The contour of the connector 1 corresponds, apart from the groove 7, to the outer contour of an FSMA ferrule holder of type 905. Alternatively, this can also have the outer contour of an FSMA ferrule holder of type 906. The connector 1 can thus be plugged into a standard FSMA receptacle 2 of type FSMA version 905 or 906. Conversely, in order to plug a connector 1 into the receptacle 2 according to FIGS. 4 to 6, a groove 11 is needed in the cylindrical shoulder 7 of the connector 1, as otherwise the lug 18 strikes against the front end-face of the cylindrical shoulder 7 and prevents a further insertion of the connector 1 into the receptacle 2. A connector according to standard FSMA version 905 or 906, i.e. without the groove 11, can consequently not be fully introduced into the receptacle 2.

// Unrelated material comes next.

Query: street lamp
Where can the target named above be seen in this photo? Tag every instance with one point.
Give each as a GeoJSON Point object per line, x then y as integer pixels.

The ferrule 3 and the bore 15 for receiving the ferrule 3 form a loose fit, the bore 16 for receiving the cylindrical shoulder 7 and the cylindrical shoulder 7 also forming a loose fit.

The internal diameter D1 is thus slightly larger than the external diameter d1, and the internal diameter D2 is likewise slightly larger than the external diameter d1.

LIST OF REFERENCE NUMBERS

• 1 Connector
• 2 Receptacle
• 3 Ferrule
• 4 End-face
• 5 Chamfer
• 6 Cylindrical part of the ferrule
• 7 Cylindrical shoulder
• 8 Ring
• 9 Rear cylindrical body
• 10.1, 10.2, 10.3 Neck
• 11 Groove
• 12 Curve
• 13 Base body
• 14 Stepped bore
• 15 Bore for receiving the ferrule 3
• 16 Bore for receiving the cylindrical shoulder 7
• 17 Side with means for receiving the optical fibre
• 18 Lug
• 19 Notch
• 20 Slope
• 21 Optical fibre
• 22 External thread
• 23 Union nut

Claims

1.-10. (canceled)

11. Connection system comprising a connector and a receptacle through each of which an optical fiber is passed,

wherein the connector comprises a ferrule and also a cylindrical shoulder with a larger diameter than the ferrule on a side of the ferrule facing the fiber,

wherein the receptacle comprises a stepped bore for receiving the ferrule and the cylindrical shoulder,

wherein dimensions of the ferrule, the cylindrical shoulder and the stepped bore correspond to a standard field installable sub-miniature assembly (FSMA) connector or FSMA receptacle,

wherein the connector has at least one groove and the receptacle has at least one tongue corresponding to the at least one groove,

wherein the tongue projects into the groove when the connector and receptacle are plugged together, and

wherein the groove is defined on the cylindrical shoulder and the tongue is defined on the stepped bore.

12. Connection system according to claim 11, wherein the groove and the tongue extend in a radial direction.

13. Connection system according to claim 11, wherein the groove has a rectangular cross-section that extends at least over a portion of a length of the connector, and the tongue has a rectangular cross-section that extends at least over a portion of a length of the receptacle.

14. Connection system according to claim 11, wherein an end of the groove facing the fiber is rounded.

15. Connection system according to claim 11, wherein the tongue is formed by a radially extending lug of the receptacle.

16. Connection system according to claim 15, wherein radially extending notches are arranged on both sides of the lug.

17. Connection system according to claim 11, wherein the connector and the receptacle comprise means for releasable axial fixing to each other.

18. Connection system according to claim 17, wherein the means for releasable axial fixing comprise an external thread of the receptacle for screwing with a union nut guided over the connector.

19. Connector with means of coupling electromagnetic radiation into a fiber for transmitting radiation, wherein the connector has a ferrule and a cylindrical shoulder with a larger diameter than the ferrule on a side of the ferrule facing the fiber, wherein the connector has a radially introduced groove.

20. Receptacle with means of coupling electromagnetic radiation into a fiber for transmitting the radiation, wherein the receptacle has a stepped bore for receiving a ferrule and a cylindrical shoulder of a connector, wherein the receptacle has a lug extending radially inwards.